De-Risking Solutions to Optimization Problems
Optimal or near-optimal solutions to real-world optimization problems tend to exhibit what might be termed ‘concentration’ of actions or of deployed resources. This is due to the nature of the task at hand (i.e., optimization) which conspires with flexibility present in real systems. Thus, as a simple example, in an optimal solution to a logistical problem we might see heavy usage of a certain combination of routes by large vehicles. Such concentrations are a source of risk — they represent a focused point of failure which the optimization problem was not tasked to protect from.
In principle, one could try to contain concentration by imposing ‘capacities’ on features at risk; however, there may well be too many such potential features and it is not even clear, a priori, what the capacities should be.
In this talk we present a strategy to address these issues that stems, in part, from an attitude frequently found among real-world stakeholders; namely that the overt imposition of a risk structure in the optimization task is, often, anathema — it amounts to prioritizing conservatism over solution performance.
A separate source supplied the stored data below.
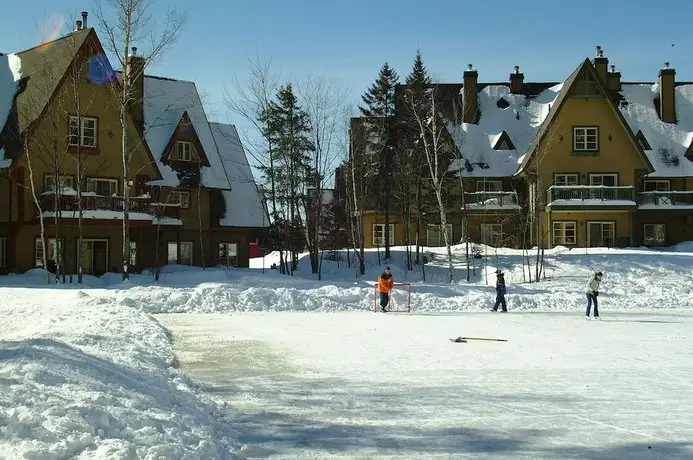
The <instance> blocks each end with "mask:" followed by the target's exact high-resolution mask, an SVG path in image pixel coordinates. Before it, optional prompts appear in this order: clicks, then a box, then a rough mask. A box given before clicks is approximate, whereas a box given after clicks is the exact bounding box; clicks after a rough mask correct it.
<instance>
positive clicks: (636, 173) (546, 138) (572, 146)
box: [530, 97, 646, 199]
mask: <svg viewBox="0 0 693 460" xmlns="http://www.w3.org/2000/svg"><path fill="white" fill-rule="evenodd" d="M609 104H611V102H610V101H609V99H608V98H606V97H603V98H589V99H585V98H568V99H567V100H566V101H565V104H564V105H563V107H562V108H561V111H560V112H559V113H558V114H556V117H555V118H554V120H553V122H554V123H553V125H552V126H551V128H550V129H549V130H548V133H547V135H546V138H545V140H544V141H543V145H542V146H540V147H539V149H538V150H537V152H536V154H535V156H534V158H533V160H532V162H531V163H532V164H531V166H530V169H532V170H535V168H536V167H537V162H538V165H539V184H540V193H542V194H543V195H542V199H545V198H546V189H547V188H548V187H549V186H551V185H552V184H553V175H554V173H579V182H580V184H581V185H587V184H589V173H615V174H618V184H619V185H637V184H638V179H639V177H638V175H637V173H636V171H637V170H641V169H644V168H646V163H645V161H644V159H643V158H642V157H641V155H640V153H639V152H638V150H637V149H636V147H635V146H634V143H633V142H632V140H631V139H629V133H628V131H627V130H626V129H625V128H624V127H623V126H622V124H621V121H620V120H619V118H618V117H617V115H616V114H615V113H613V109H612V108H611V107H609ZM579 126H597V127H599V152H598V154H595V155H586V154H585V155H582V154H581V155H574V154H573V127H579ZM610 138H611V139H610Z"/></svg>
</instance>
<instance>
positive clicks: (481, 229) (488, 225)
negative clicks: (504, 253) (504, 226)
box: [481, 224, 503, 247]
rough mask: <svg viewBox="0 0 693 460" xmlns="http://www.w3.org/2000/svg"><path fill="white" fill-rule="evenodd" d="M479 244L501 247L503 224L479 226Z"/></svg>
mask: <svg viewBox="0 0 693 460" xmlns="http://www.w3.org/2000/svg"><path fill="white" fill-rule="evenodd" d="M481 242H482V243H483V244H486V245H488V246H493V247H501V246H502V243H503V224H481Z"/></svg>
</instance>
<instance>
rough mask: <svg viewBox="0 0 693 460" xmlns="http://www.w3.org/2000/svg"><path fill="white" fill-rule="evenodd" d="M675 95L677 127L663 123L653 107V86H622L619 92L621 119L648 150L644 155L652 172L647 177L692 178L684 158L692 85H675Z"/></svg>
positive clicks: (626, 84)
mask: <svg viewBox="0 0 693 460" xmlns="http://www.w3.org/2000/svg"><path fill="white" fill-rule="evenodd" d="M675 92H676V94H675V99H676V117H677V119H678V123H665V122H663V121H662V120H661V119H660V118H659V115H658V114H657V109H656V108H655V105H654V100H655V98H658V97H659V89H658V85H657V84H654V85H652V84H624V85H623V89H622V91H621V94H622V95H623V97H624V98H625V102H622V103H621V104H620V109H621V113H623V117H624V118H625V119H626V121H627V122H628V125H629V126H630V128H631V130H632V131H633V134H637V133H638V131H641V132H642V134H643V135H644V136H645V139H646V140H647V142H648V144H649V145H650V147H651V149H650V150H645V154H646V155H647V157H648V158H649V160H650V162H651V163H652V165H653V166H654V167H655V172H654V173H652V174H650V175H649V176H648V177H690V176H693V163H692V162H691V161H689V160H688V159H686V158H684V155H685V153H686V150H687V149H688V148H689V146H690V145H691V142H693V85H690V84H687V85H679V86H677V87H676V90H675ZM674 158H677V159H678V160H674Z"/></svg>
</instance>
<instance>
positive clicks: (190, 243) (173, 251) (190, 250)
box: [167, 241, 193, 265]
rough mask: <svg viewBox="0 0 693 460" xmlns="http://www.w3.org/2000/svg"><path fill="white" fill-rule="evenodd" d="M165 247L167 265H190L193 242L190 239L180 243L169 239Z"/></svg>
mask: <svg viewBox="0 0 693 460" xmlns="http://www.w3.org/2000/svg"><path fill="white" fill-rule="evenodd" d="M167 249H168V257H167V258H168V263H169V265H175V264H179V265H192V251H193V244H192V242H191V241H181V242H180V243H177V242H175V241H169V242H168V245H167Z"/></svg>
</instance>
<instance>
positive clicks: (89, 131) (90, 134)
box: [68, 116, 97, 148]
mask: <svg viewBox="0 0 693 460" xmlns="http://www.w3.org/2000/svg"><path fill="white" fill-rule="evenodd" d="M80 121H81V126H80ZM96 126H97V122H96V118H90V117H82V118H81V120H80V118H79V117H73V116H71V117H70V135H69V139H68V144H69V145H74V146H77V145H79V146H82V147H91V148H95V147H96Z"/></svg>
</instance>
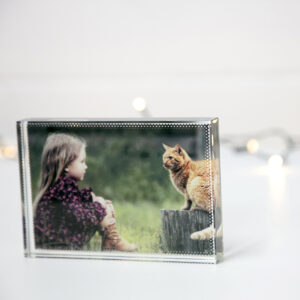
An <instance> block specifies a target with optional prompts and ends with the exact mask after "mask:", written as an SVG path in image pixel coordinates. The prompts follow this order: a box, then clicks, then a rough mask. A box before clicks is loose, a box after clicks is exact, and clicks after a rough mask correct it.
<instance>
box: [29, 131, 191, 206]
mask: <svg viewBox="0 0 300 300" xmlns="http://www.w3.org/2000/svg"><path fill="white" fill-rule="evenodd" d="M54 131H55V132H57V131H60V132H65V133H71V134H76V135H78V136H80V137H82V138H84V139H85V141H86V143H87V165H88V169H87V172H86V176H85V178H84V181H83V182H81V183H80V186H81V187H85V186H91V187H92V188H93V190H94V192H95V194H97V195H101V196H103V197H104V198H106V199H111V200H114V201H120V202H124V201H126V202H131V203H137V202H139V201H150V202H153V203H156V204H159V203H163V202H165V201H173V200H174V201H176V200H178V199H182V195H180V194H179V193H178V191H176V190H175V188H174V187H173V185H172V183H171V181H170V178H169V172H168V171H167V170H165V169H164V168H163V164H162V155H163V153H164V149H163V146H162V143H165V144H168V145H170V146H174V145H175V144H177V143H179V144H181V145H182V146H183V147H185V148H191V146H190V144H191V143H190V141H193V140H195V129H193V128H187V129H185V130H178V129H176V131H175V132H174V131H172V129H169V128H162V129H159V128H156V129H151V128H150V129H149V128H146V129H145V128H144V129H143V128H71V129H70V128H64V129H57V128H55V129H54V128H52V129H51V128H37V127H32V128H30V134H29V137H30V158H31V173H32V185H33V192H34V194H36V192H37V189H38V184H39V183H38V181H39V175H40V160H41V153H42V148H43V145H44V143H45V140H46V138H47V135H48V134H49V133H51V132H54ZM189 152H190V154H191V152H192V150H190V151H189Z"/></svg>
Rather than attempting to solve, directly, a risk-aware problem (e.g., a stochastic or robust optimization problem) we describe a rapid procedure that either (a) adjusts a given optimal solution so as to substantially reduce its risk while, also, not substantially increasing cost, or (b) demonstrates that (a) is not possible. Our procedure relies on first-order concepts and a cutting-plane algorithm. We describe numerical experiments at scale.
Joint work with Blake Sisson (Columbia) and Remi Akinwonmi and Alexandra Newman (Colorado School of Mines).
Bio: Daniel Bienstock is Liu Family Professor of Operations Research at Columbia University, with a joint appointment in Applied Math and a courtesy appointment in Electrical Engineering. He received his Ph.D. in operations research from MIT. His work focuses on methodology and computational aspects of optimization, with additional focus on large-scale applications of optimization in engineering domains.